Librement inspirée du célèbre conte de Charles Perrault Le Maître Chat ou Le Chat botté, l'histoire est traitée comme aurait pu l'être un des grands classiques Disney. En alternant avec intelligence et sensibilité une narration linéaire traditionnelle et d'agréables chansons, le réalisateur a cherché à occidentaliser son film afin de lui faire rencontrer un public plus large qu'à l'accoutumée. Plus encore que la narration, le traitement de certains personnages s'inscrit dans cette direction. On ne peut s'empêcher de penser aux transformations successives de la méchante Maléfique (La Belle au bois dormant) pour le personnage de Lucifer, ou bien aux souris de Cendrillon pour les petits rats occupants les sous sols du château... En outre, avec son choix d'adapter un aussi célèbre récit, le réalisateur, soutenu par ses producteurs de la Toei Animation, s'éloigne de la conception typique des productions japonaises que connaissait le Japon de l'après-guerre (le plus souvent taxées de collaboration à la propagande impérialiste et sous étroite tutelle de l'occupant américain [Ilan Nguyên et Xavier Kawa-Topor / Le Forum des Images]). C'est ainsi qu'émerge une « nouvelle vague » de cinéastes dont font partie Osamu Tezuka, Hayao Miyazaki, Isao Takahata... Le film, sorti en salles un an après le maintenant célèbre Horus, prince du soleil, de ce même Isao Takahata (célèbre en France surtout pour Le Tombeau des lucioles), rencontra rapidement un énorme succès dans son pays puis, dans une moindre mesure, à travers le monde. Le triomphe rencontré au Japon fut tel que le personnage du chat, Péro, devint l'emblème de la Toei Animation durant de nombreuses années.

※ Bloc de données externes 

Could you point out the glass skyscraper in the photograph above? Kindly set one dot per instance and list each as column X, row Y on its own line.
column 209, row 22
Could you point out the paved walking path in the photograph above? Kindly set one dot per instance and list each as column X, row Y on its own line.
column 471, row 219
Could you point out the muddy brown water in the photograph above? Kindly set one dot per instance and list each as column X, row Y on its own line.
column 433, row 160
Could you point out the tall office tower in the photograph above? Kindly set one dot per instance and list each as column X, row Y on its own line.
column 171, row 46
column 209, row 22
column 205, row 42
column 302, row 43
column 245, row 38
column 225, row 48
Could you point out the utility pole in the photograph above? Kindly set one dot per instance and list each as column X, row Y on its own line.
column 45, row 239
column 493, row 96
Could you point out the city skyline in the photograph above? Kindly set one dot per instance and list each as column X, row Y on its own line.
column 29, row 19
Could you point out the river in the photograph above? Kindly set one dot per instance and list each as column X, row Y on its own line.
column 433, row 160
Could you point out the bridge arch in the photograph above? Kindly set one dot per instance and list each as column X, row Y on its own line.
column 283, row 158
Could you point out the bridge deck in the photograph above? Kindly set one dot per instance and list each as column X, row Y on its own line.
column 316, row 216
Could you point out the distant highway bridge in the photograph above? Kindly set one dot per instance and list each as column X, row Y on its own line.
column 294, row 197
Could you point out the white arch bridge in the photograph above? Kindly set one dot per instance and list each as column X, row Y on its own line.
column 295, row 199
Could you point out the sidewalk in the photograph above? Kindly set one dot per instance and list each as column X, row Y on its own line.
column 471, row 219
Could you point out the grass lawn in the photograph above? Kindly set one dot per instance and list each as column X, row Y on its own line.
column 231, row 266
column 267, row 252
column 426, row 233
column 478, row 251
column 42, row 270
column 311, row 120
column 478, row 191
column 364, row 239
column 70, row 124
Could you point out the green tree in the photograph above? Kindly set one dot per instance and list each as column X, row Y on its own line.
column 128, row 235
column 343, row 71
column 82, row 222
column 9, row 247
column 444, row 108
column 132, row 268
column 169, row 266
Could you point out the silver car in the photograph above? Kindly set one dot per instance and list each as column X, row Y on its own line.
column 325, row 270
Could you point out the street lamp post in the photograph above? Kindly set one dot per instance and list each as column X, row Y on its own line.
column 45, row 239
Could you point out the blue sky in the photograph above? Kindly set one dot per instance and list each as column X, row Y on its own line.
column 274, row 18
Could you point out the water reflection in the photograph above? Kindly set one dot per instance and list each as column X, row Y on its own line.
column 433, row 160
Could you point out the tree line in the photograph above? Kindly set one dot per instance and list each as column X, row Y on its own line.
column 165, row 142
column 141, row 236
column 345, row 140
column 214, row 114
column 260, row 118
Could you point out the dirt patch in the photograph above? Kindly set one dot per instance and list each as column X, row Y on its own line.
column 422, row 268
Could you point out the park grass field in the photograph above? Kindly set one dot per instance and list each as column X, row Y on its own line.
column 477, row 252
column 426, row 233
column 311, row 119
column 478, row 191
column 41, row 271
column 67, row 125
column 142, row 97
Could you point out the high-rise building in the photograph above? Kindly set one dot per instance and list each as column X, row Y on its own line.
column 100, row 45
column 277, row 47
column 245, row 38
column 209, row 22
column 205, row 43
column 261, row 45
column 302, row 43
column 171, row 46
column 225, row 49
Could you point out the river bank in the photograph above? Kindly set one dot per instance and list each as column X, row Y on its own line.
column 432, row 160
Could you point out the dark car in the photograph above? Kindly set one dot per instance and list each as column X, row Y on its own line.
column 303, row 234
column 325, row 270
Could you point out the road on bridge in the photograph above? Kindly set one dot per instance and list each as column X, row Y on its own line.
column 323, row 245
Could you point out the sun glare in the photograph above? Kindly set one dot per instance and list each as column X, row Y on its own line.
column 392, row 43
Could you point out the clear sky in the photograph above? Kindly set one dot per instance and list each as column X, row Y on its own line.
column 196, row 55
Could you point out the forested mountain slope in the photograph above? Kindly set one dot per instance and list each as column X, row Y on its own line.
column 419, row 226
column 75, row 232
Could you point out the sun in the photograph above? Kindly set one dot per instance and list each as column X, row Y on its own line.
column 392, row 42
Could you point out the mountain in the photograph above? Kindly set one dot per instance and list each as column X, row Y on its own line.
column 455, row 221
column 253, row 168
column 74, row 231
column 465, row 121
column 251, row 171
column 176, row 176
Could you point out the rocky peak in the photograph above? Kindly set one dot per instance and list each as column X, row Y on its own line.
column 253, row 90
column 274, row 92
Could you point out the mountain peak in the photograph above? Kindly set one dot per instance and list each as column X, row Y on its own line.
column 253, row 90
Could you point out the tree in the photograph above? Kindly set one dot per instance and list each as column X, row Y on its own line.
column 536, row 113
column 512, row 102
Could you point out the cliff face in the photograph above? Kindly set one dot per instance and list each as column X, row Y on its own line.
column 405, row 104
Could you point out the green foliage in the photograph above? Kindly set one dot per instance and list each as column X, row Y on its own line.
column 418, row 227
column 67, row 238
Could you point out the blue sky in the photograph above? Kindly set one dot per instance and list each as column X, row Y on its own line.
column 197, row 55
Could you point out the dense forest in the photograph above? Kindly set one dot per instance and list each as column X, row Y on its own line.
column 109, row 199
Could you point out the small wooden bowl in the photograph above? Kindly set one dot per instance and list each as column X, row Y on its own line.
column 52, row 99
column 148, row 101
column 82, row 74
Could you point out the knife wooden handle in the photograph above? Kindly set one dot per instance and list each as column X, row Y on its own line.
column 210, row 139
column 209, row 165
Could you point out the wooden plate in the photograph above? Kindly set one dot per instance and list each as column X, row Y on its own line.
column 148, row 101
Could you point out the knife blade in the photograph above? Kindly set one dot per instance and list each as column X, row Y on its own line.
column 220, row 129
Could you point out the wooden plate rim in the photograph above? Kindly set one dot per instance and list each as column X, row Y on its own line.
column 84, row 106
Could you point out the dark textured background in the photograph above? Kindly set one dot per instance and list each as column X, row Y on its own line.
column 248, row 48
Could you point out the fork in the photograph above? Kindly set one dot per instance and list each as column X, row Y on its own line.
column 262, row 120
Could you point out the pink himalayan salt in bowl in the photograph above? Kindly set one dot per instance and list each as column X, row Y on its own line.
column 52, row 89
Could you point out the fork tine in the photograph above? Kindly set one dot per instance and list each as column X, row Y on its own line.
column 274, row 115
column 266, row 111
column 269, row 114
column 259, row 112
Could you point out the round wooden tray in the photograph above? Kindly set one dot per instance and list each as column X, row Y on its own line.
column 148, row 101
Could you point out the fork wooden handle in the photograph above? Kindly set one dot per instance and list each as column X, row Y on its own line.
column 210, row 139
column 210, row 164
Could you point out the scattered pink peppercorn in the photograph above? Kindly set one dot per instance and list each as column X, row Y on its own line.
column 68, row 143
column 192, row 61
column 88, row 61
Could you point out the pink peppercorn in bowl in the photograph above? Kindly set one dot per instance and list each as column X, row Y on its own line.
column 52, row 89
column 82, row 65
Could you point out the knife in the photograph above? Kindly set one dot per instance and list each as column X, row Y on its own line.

Doté d'un « character design » très soigné (alternant les caractérisations précitées et d'autres, plus typiquement japonaises), d'idées de mise en scène assez conceptuelles (l'utilisation d'un montage stroboscopique sur quelques plans, le mélange très réussi des tonalités comiques et tragiques…), de techniques d'animations innovantes et de quelques traits de personnalités de certains animateurs, en plus de ceux du réalisateur, l'ensemble est une authentique source d'intérêts. Il semble bien que, sous la direction de Kimio Yabuki, les différents animateurs clés aient joui d'une grande liberté canalisée et créatrice. La course finale, storyboardée par Hayao Miyazaki, en est le meilleur exemple. Si l'on savait l'homme inspiré par Grimault et son célèbre Roi et l'oiseau (réalisé en 1979, soit dix ans après le film qui nous concerne) pour son Château de Cagliostro, on ressent déjà une obsession de la poursuite qui sera à l'œuvre dans plusieurs de ses films (Porco Rosso, Le Château dans le ciel...). À moins que celle-ci ne vienne déjà de La Bergère et Le Ramoneur (1952) de ce même Paul Grimault ?… Quoi qu'il en soit, c'est déjà la présence de Miyazaki qui se manifeste.

Sans être une œuvre majeure du cinéma d'animation japonais (bien que le doute soit permis), c'est avec un plaisir indicible que l'on découvre ce film à la réalisation plus que soignée. Tantôt tragique, tantôt comique, et finalement très maîtrisée, la tonalité reste toujours emprunte de tendresse et de bonne humeur. Le film méritait bien l'énorme succès commercial et critique qu'il a remporté à sa sortie, et non ce plongeon dans les nimbes de l'oubli dont semble enfin l'extirper cette sortie DVD.